La ruina de esta fina estirpe comenzó con la traición que hizo el dueño de la casa a su señora esposa, toda fidelidad ella, toda rectitud y toda aburrimiento. Don Rafael Cereceres había traído consigo, de uno de sus viajes al puerto de Veracruz, a una muchacha a quien, dijo, había contratado para el servicio de la casa, por hacer caso a un su amigo de allá del puerto que lo conminó a acoger a la doncella, quien había quedado huérfana recientemente.

Era ella una criatura preciosa, tierna en sus 19 años contrastantes con los más de sesenta del amo, quien se enamoró de su terneza y juventud y la obligó a tener relaciones carnales con él.

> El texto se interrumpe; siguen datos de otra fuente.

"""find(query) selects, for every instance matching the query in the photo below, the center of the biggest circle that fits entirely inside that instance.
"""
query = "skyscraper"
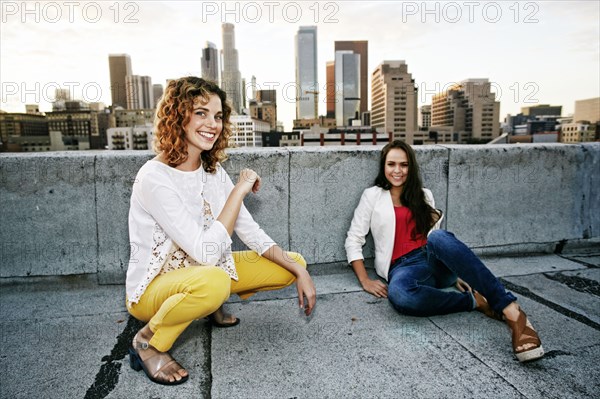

Esto sucedía en la casa misma de la familia Cereceres, y aunque nunca dijo nada, doña Soledad algo sabía, y su mirada se tornó taciturna y triste.

Poco a poco, el marido ya no asistió con regularidad a los rituales de las horas de los alimentos, y la doña se ausentaba también con cualquier pretexto.

Tal vez el rompimiento de las rutinas fue el inicio de algo que habría de desencadenarse posteriormente. El caso es que, a un año y medio de que el señor regresara de Veracruz con su botín, la niña porteña amaneció muerta un día en su alcoba de sirvienta, pues se suicidó con una cuerda que amarró del cielo raso.

El dueño de la casa tuvo una muerte espantosa tres meses después, degollado con la hoja de una máquina cultivadora que estaba probando en el almacén de su hacienda, solitario el señor, a la media noche. Fue encontrado a la mañana siguiente, desangrado y con la cuchilla todavía clavada en su garganta.

Por último, la señora Cereceres, nacida D’Loire, rindió tributo a la tierra a su manera, habiendo perecido de extraña condición que no la hizo sufrir.

Sin herederos visibles, la fortuna y la casa pasaron a ser propiedad de la hacienda pública, y el inmueble, sin ser utilizado, se derrumbó al cabo de unos ochenta años de abandono.

Ahí mismo, en actitud de sostener una tacita de té con la mano izquierda, con el meñique levantado en delicado gesto, encontraron también al desdichado aquel, a Saúl sin apellidos, pretendido aristócrata convertido en pordiosero.

Y casi inmediatamente después de que recogieron este último cuerpo, lo que quedaba de la casa se vino abajo, y hoy en día no existen cimentos que recuerden su olvidada grandeza, sólo la leyenda.